Using the findings, the Review Group has put forward ten recommendations for the Council to consider in order to address the Capital’s historical links to slavery and colonialism and how they should be remembered in today’s Edinburgh.
- The Council publicly acknowledges the city’s past role in sustaining slavery and colonialism, and issues an apology to those places and people who suffered.
- Statues, monuments, buildings and street names associated with slavery and colonialism in Edinburgh are retained and re-presented in accordance with a new, dedicated interpretation strategy which explains the nature and consequences of that involvement.
- City-wide observance of the annual, UNESCO-designated International Day for the Remembrance of the Slave Trade and its Abolition every August 23 is introduced and resourced.
- Teaching and learning materials are developed and delivered to fill the gap in respect of Scotland’s and Edinburgh’s role in slavery and colonialism
- Friendship agreements are initiated with cities in countries most impacted by Edinburgh’s historic involvement with slavery and colonialism.
- Universities and research bodies are encouraged to fund, develop and publish studies into the many under-researched aspects of Edinburgh’s connections with slavery and colonialism, prioritising the objectives of the new interpretation strategy.
- A significant public artwork is commissioned acknowledging Edinburgh’s links with slavery and colonialism. This initiates the development of a city-wide strategy for public art that fairly represents the diversity of the city and its histories, and capitalises on the creative potential of a multi-cultural city.
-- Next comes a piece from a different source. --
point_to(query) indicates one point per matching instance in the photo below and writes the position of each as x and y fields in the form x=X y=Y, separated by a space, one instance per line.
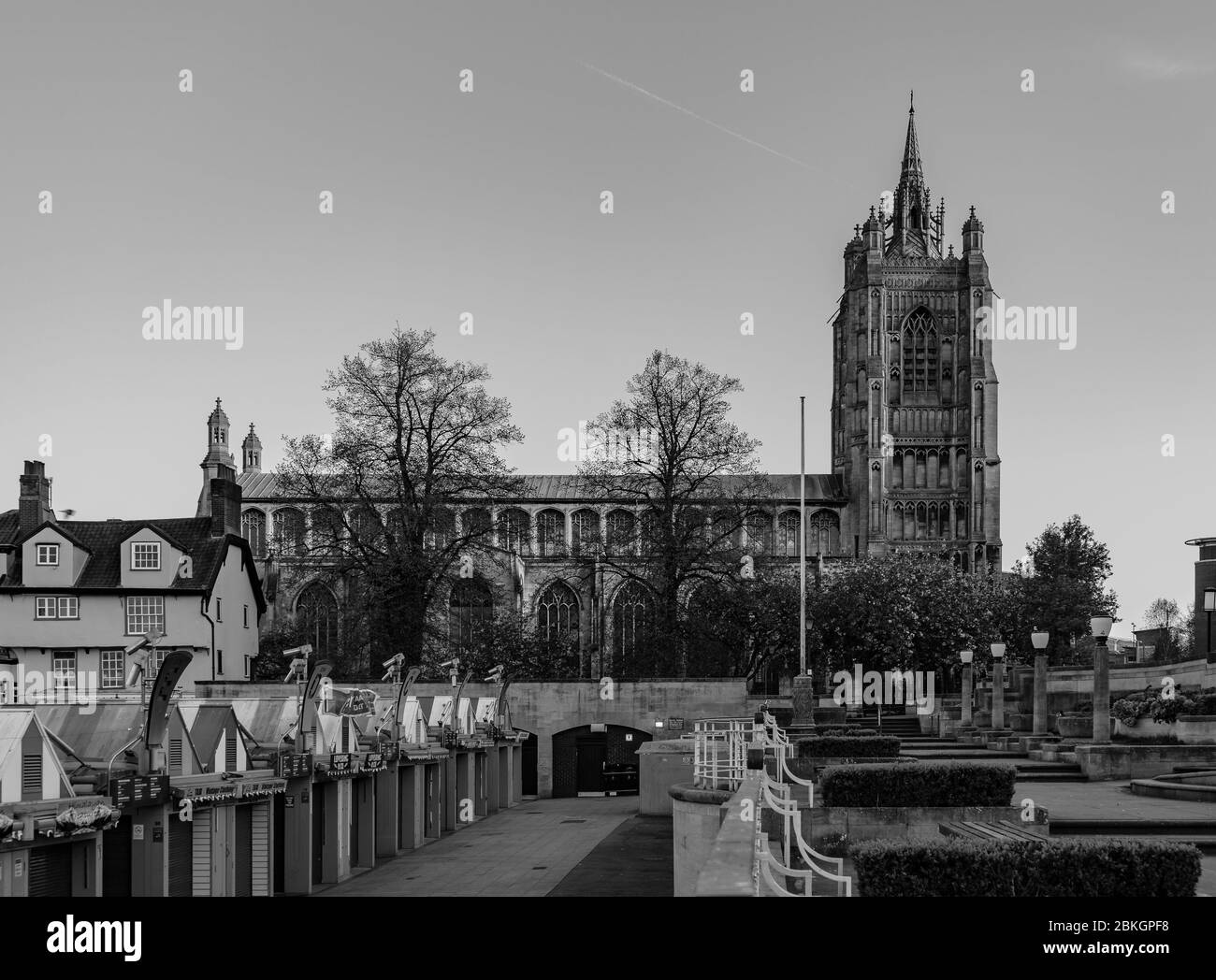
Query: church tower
x=913 y=389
- A positive programme of cultural commissions is established, empowering and resourcing emerging Black and Minority Ethnic creatives in Edinburgh to participate in and shape existing festivals, arts and heritage programmes.
- The Council endorses the work of the Empire, Slavery and Scotland’s Museums steering group (ESSM) established by the Scottish Government, and commits to exploring how the capital can contribute to the creation of a dedicated space addressing Scotland’s role in this history.
- An independent legacy stakeholder group is established, supported by the Council, to ensure approved recommendations are actioned, resourced and monitored, and progress is reported annually
Council Leader Cammy Day said:
We commissioned this independent Review because we felt it was an important and useful starting point for a wide-ranging public discussion about the modern-day impact of this legacy, and to acknowledge that race-based discrimination has deep roots in our Capital. It still shapes the life experiences of Black and Minority Ethnic residents today, and that is unacceptable. Racism must be talked about, and action to end it must be supported if it is to be stamped out and we are to be the inclusive and welcoming City that the vast majority of its residents wants and expects it to be.
Thanks to the work of the Group we have 10 recommendations to consider that reflect the opinions and preferences of our residents about this subject. I would like to thank the Group and Chair Sir Geoff Palmer for their time and commitment to undertaking this review. I look forward to the discussion next week and consideration of how the recommendations can be taken forward.
Independent Review Group Chair Sir Geoff Palmer said:
On behalf of the Review Group, I would like to thank The City of Edinburgh Council for its innovative decision to commission an independent review of the City’s links with Slavery and Colonialism. It was a great honour to Chair these Groups. Having spent over 50 years in scientific research I am delighted that the Recommendations of this review are based on sound methodology and that this project has attracted positive attention from different parts of the world. In general, the Recommendations indicate that the racism and discrimination that exist in our society can be changed for the better using education and public engagement.
If approved the action plan will be taken forward. Whilst some will be implemented quickly, proposals for how medium and long-term recommendations will be brought back to committee once they have been further developed.